Predicting the Over/Under in the EPL Using Machine Learning

5 min readJul 31, 2020

Introduction

We will be looking at Premier League matches and predicting whether the game will go over or under 2.5 goals. We chose football because it is for the majority of the time a fairly low-scoring game, with the English Premier League, being one of the lowest scoring leagues, averaging just above 2.5 goals. Another reason for choosing the EPL was for its competitiveness: teams often compete for the Champions and Europa League qualification as well as to stay out of the relegation zone, well into the end of the season.

Data

To build our predictive models we used data from the 2014 season to the 2018 season. In order to obtain more predictive features we combined two different datasets for each season. One containing team and match statistics and the other containing betting data.

Baseline

In order to establish a baseline we simply took the majority class of the two outcomes; 1 being over 2.5 and 0 being under 2.5. As can be seen the amount of games that go over and under 2.5 goals are fairly even. What this means is that our basic model is basically predicting every game will go over 2.5 goals and has an accuracy of 51.8%.

Approach

We will be using 3 different models to predict whether an individual match will have either less than or greater than 2.5 goals.

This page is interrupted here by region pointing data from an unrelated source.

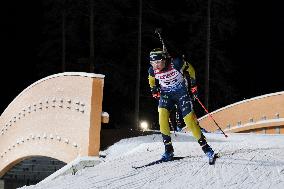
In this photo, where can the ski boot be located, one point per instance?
(169, 150)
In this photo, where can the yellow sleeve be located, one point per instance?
(152, 81)
(191, 72)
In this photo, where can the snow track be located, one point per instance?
(247, 161)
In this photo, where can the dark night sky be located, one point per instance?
(256, 49)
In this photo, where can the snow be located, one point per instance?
(247, 161)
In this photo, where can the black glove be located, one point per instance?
(156, 92)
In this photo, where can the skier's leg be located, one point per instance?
(165, 130)
(192, 124)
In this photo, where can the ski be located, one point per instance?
(157, 162)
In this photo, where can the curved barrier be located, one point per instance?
(58, 116)
(263, 114)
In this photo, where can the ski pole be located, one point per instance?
(158, 31)
(210, 116)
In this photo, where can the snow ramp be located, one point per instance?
(247, 161)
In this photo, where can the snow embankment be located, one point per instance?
(247, 161)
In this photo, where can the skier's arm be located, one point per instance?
(189, 71)
(155, 90)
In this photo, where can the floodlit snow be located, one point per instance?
(247, 161)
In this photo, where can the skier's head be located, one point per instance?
(158, 59)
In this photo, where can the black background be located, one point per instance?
(254, 49)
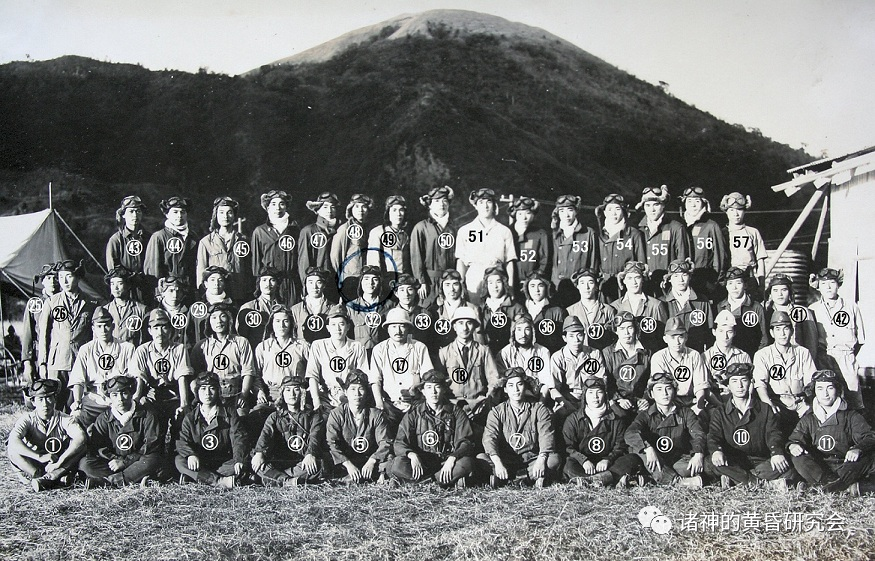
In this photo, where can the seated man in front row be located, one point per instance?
(126, 445)
(832, 446)
(45, 445)
(744, 438)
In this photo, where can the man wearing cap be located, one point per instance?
(396, 366)
(781, 371)
(668, 436)
(594, 314)
(65, 325)
(172, 250)
(435, 438)
(719, 356)
(650, 312)
(163, 370)
(127, 246)
(665, 240)
(331, 359)
(98, 360)
(252, 317)
(314, 242)
(744, 437)
(518, 440)
(471, 366)
(526, 353)
(593, 435)
(127, 314)
(358, 435)
(274, 246)
(532, 245)
(779, 298)
(683, 302)
(684, 364)
(483, 243)
(290, 448)
(48, 278)
(432, 243)
(618, 241)
(315, 304)
(833, 446)
(45, 445)
(212, 447)
(750, 335)
(125, 445)
(538, 293)
(627, 364)
(227, 248)
(710, 253)
(281, 354)
(571, 364)
(349, 245)
(574, 245)
(393, 243)
(840, 332)
(230, 357)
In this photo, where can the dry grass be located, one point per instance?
(425, 522)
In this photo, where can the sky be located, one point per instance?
(800, 71)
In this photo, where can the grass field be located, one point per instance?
(424, 522)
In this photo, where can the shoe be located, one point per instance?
(694, 482)
(41, 484)
(778, 485)
(291, 482)
(226, 482)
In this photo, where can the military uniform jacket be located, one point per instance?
(474, 378)
(833, 438)
(60, 339)
(749, 338)
(161, 262)
(217, 441)
(525, 433)
(604, 442)
(140, 436)
(574, 253)
(435, 435)
(348, 440)
(672, 435)
(627, 376)
(669, 242)
(288, 436)
(754, 434)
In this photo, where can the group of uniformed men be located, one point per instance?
(479, 353)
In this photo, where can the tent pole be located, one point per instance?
(64, 222)
(820, 224)
(770, 263)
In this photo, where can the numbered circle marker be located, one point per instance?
(241, 248)
(741, 437)
(315, 323)
(221, 362)
(106, 362)
(664, 444)
(337, 364)
(34, 305)
(430, 438)
(209, 441)
(134, 247)
(175, 245)
(124, 442)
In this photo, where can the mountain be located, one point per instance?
(443, 97)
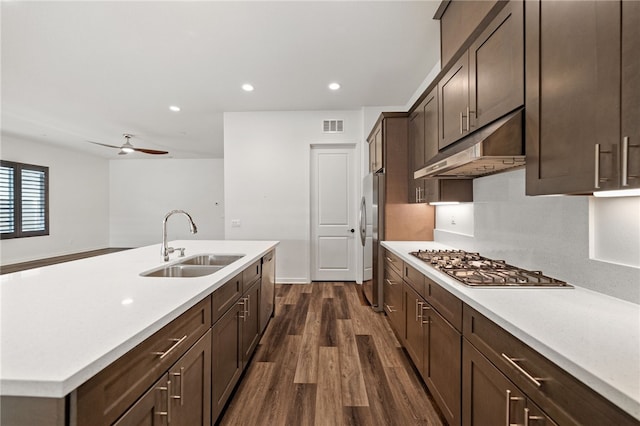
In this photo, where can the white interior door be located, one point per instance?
(333, 214)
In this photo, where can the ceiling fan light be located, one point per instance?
(126, 148)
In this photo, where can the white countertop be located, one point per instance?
(61, 324)
(594, 337)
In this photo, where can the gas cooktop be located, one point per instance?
(474, 270)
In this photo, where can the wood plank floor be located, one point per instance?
(327, 359)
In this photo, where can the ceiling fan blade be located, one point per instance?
(150, 151)
(104, 144)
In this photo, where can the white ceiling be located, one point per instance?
(92, 70)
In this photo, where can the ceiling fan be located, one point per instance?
(126, 147)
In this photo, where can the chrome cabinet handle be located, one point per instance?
(168, 351)
(512, 361)
(528, 417)
(181, 375)
(241, 302)
(625, 160)
(164, 389)
(596, 183)
(508, 404)
(425, 307)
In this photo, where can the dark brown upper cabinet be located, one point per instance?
(458, 19)
(453, 101)
(630, 119)
(496, 67)
(582, 91)
(376, 152)
(487, 80)
(423, 142)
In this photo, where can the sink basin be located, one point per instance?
(183, 271)
(212, 259)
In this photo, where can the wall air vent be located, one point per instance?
(333, 126)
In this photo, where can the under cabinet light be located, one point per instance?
(444, 203)
(618, 193)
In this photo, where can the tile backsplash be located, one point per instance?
(591, 243)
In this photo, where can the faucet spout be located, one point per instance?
(192, 227)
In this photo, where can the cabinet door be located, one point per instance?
(379, 147)
(394, 302)
(251, 322)
(151, 409)
(372, 156)
(443, 363)
(267, 290)
(488, 397)
(572, 95)
(430, 111)
(631, 94)
(226, 357)
(496, 67)
(453, 98)
(414, 334)
(416, 152)
(190, 385)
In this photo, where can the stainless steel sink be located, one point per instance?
(183, 271)
(197, 265)
(212, 259)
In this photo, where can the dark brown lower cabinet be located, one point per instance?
(415, 329)
(490, 398)
(434, 346)
(394, 302)
(151, 409)
(190, 386)
(250, 324)
(226, 356)
(442, 363)
(180, 397)
(235, 337)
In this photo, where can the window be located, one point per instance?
(24, 200)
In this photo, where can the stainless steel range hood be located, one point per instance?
(496, 147)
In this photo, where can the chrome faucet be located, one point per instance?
(168, 250)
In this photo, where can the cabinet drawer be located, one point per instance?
(392, 261)
(102, 399)
(448, 305)
(251, 274)
(565, 399)
(393, 301)
(225, 297)
(415, 279)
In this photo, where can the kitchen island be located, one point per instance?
(63, 324)
(593, 337)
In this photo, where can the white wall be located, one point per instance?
(143, 191)
(578, 239)
(267, 183)
(78, 202)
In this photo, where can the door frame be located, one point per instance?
(357, 194)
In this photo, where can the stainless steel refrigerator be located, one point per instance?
(371, 233)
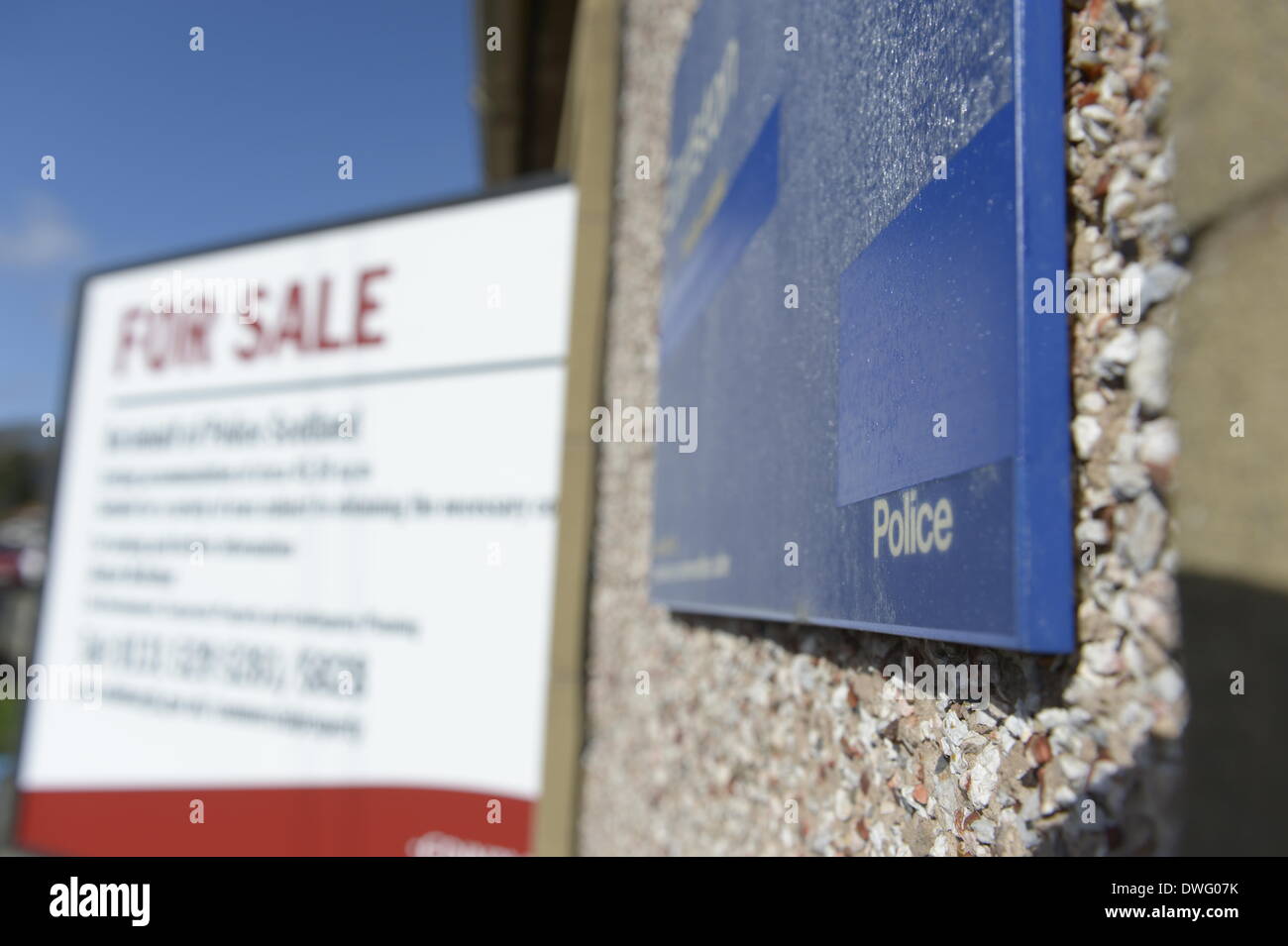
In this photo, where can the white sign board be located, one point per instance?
(304, 538)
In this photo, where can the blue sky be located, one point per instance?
(160, 149)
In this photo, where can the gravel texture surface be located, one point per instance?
(773, 739)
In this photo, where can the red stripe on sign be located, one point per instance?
(274, 822)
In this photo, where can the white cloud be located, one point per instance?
(44, 235)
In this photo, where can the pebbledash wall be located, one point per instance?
(745, 717)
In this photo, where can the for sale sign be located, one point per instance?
(303, 546)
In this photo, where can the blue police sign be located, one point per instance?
(859, 196)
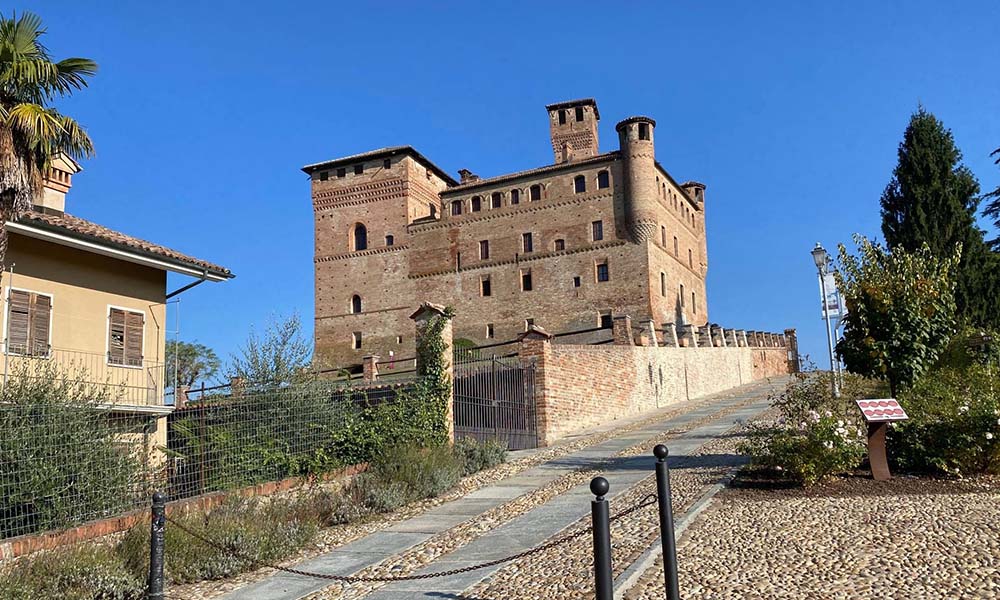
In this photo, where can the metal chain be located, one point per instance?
(648, 500)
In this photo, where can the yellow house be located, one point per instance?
(91, 300)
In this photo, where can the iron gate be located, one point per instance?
(495, 400)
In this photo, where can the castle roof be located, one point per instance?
(382, 153)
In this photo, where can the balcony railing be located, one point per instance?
(140, 383)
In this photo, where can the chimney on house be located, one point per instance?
(56, 185)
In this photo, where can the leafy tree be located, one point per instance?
(191, 362)
(280, 356)
(32, 133)
(901, 310)
(932, 199)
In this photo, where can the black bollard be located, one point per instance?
(667, 540)
(600, 518)
(154, 585)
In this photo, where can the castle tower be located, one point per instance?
(573, 129)
(635, 138)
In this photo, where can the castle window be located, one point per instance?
(597, 230)
(360, 237)
(525, 280)
(602, 271)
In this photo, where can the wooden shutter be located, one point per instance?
(41, 309)
(17, 322)
(116, 337)
(133, 339)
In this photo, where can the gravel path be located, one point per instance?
(851, 539)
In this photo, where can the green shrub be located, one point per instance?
(84, 573)
(477, 456)
(954, 423)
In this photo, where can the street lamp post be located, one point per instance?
(822, 259)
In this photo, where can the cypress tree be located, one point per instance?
(932, 198)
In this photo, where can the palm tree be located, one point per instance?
(32, 133)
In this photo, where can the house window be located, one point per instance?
(527, 244)
(28, 323)
(125, 337)
(602, 271)
(360, 237)
(603, 180)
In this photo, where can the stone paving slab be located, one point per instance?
(533, 527)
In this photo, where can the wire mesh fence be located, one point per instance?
(69, 454)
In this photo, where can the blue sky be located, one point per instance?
(789, 111)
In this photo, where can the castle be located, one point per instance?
(562, 246)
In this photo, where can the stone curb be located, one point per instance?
(647, 559)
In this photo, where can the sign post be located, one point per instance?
(878, 413)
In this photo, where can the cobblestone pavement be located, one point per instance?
(851, 539)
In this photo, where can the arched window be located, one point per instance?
(360, 237)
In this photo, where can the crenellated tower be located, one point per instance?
(635, 138)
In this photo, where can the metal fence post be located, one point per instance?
(600, 518)
(156, 543)
(667, 540)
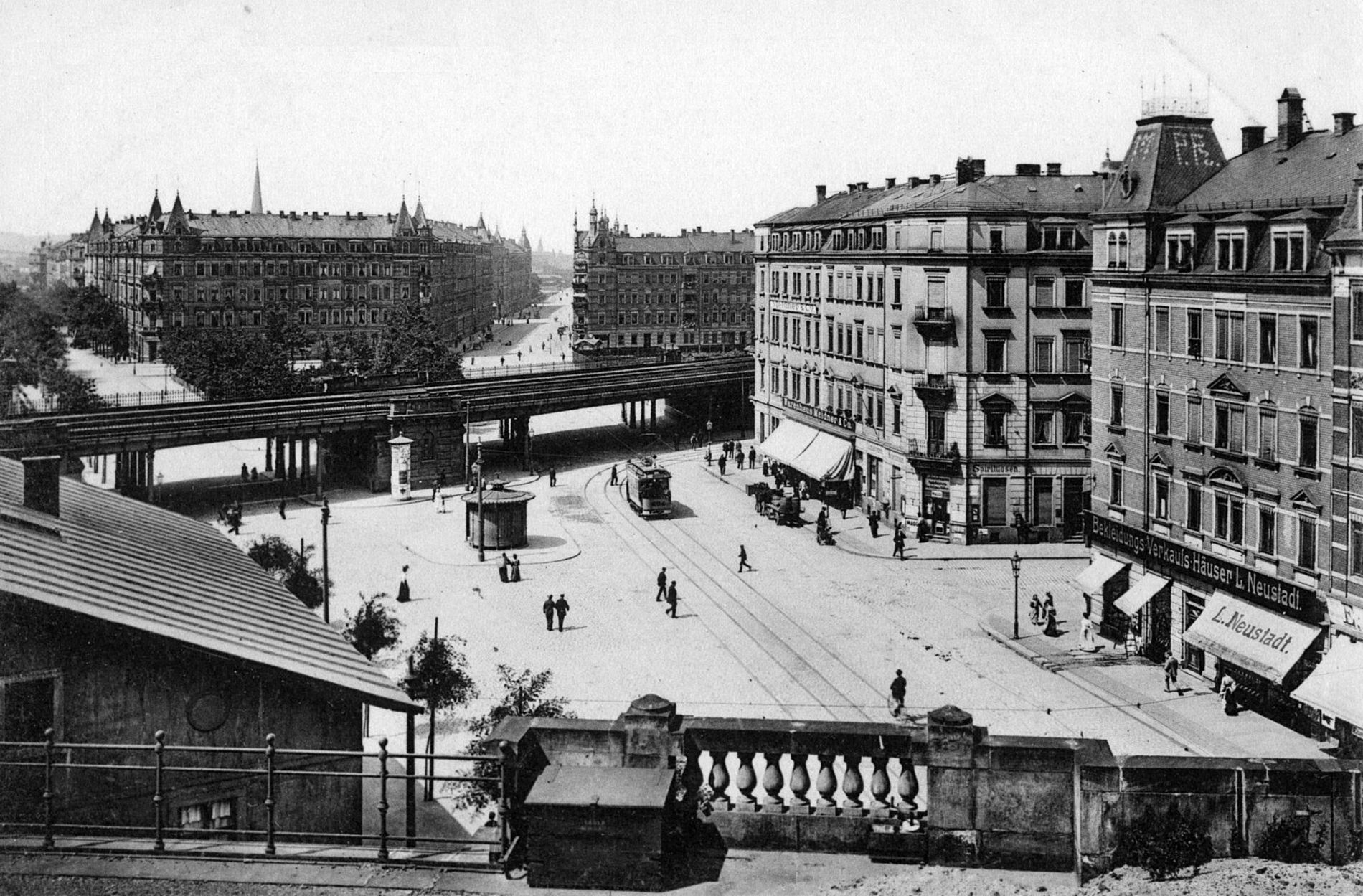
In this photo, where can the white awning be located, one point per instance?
(1096, 573)
(1336, 685)
(787, 440)
(1260, 640)
(1140, 593)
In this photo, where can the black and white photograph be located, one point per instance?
(799, 448)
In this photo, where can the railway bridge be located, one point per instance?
(348, 431)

Since we are dealing with a binary target, this is a classification problem by nature and thus will be using classification algorithms. As the sole evaluation metric we will be using accuracy which is the number of correct predictions divided by the number of total predictions.

Models

Logistic Regression: A linear model used for predicting a categorical target. The more independent variables it has the more it is prone to over-fitting. This is the simplest model of the three.

Random Forest Classifier: An algorithmic model that consists of a multitude of decision trees. Each individual tree predicts a class and the class with the most votes becomes the model’s prediction. Using this process makes it less likely to become over-fitted to the training set data.

XGBoost Classifier: A model which uses Gradient Boosting, which builds on the previous model’s weakness to produce a much stronger model at the end. It is slightly similar to the Random Forest Classifier in that it is an ensemble method but the major difference is that it builds trees sequentially and instead of combining trees at the very end it combines them in the process.

Results

We began by first creating the train, validation, and test sets with features that were deemed important and then running every single model. Initially we saw that the highest of the 3 models (Random Forest Classifier) was about 56%, however the feature selection was negatively affecting the accuracy predictions.

To improve the accuracy scores, we chose features which had a positive impact on the models; the XGBoost Classifier model ended up with the best accuracy score of 60%. To put the results in perspective here is a confusion matrix showing the testing dataset. It shows all of the predictions that were made and which ones were correct and incorrect.

Conclusion

We were successful in creating a model that would beat the baseline model. In order to achieve such a high accuracy score we had to first select the best features and then fine tune the parameters in XGBoost Classifier model.

Now the real question is how profitable is this model? To find out, we did some more analysis on our testing data to see how it would match up against actual betting odds. To do this we simply bet the predicted outcome of every single game in the 2018 season(380) and compared it to the major class Baseline model that had a 53% accuracy score. At the end of the season the Baseline total profit loss was -$1,462 and the XGBoost Classifier model achieved a profit of $1,222, a significant difference of about $2,000 with an accuracy improvement of 7% . One thing worth noting is that in the last quarter of the season, both models pictured in the graph below started to have a negative trend. This may be due to the fact that as the the season progresses the sports betting market becomes more efficient because of more data availability, effectively making it harder to beat the bookmakers.

However, it should be noted that 3 seasons were used to train the model, 1 year for validation, and 1 year for testing. Both the validation and testing accuracy scores were above 58%, but before using this model for future seasons, one would have to back-test using more seasons in order to establish more consistency and eliminate any possibility of over-fitting. Additionally, we could improve the features with better data and with further hyperparameter tuning. Also, more realistically we would not be betting on every single game and instead be more selective on the matches we choose to bet on. This being said, our model was a success and it can serve as a building block to further improve similar models.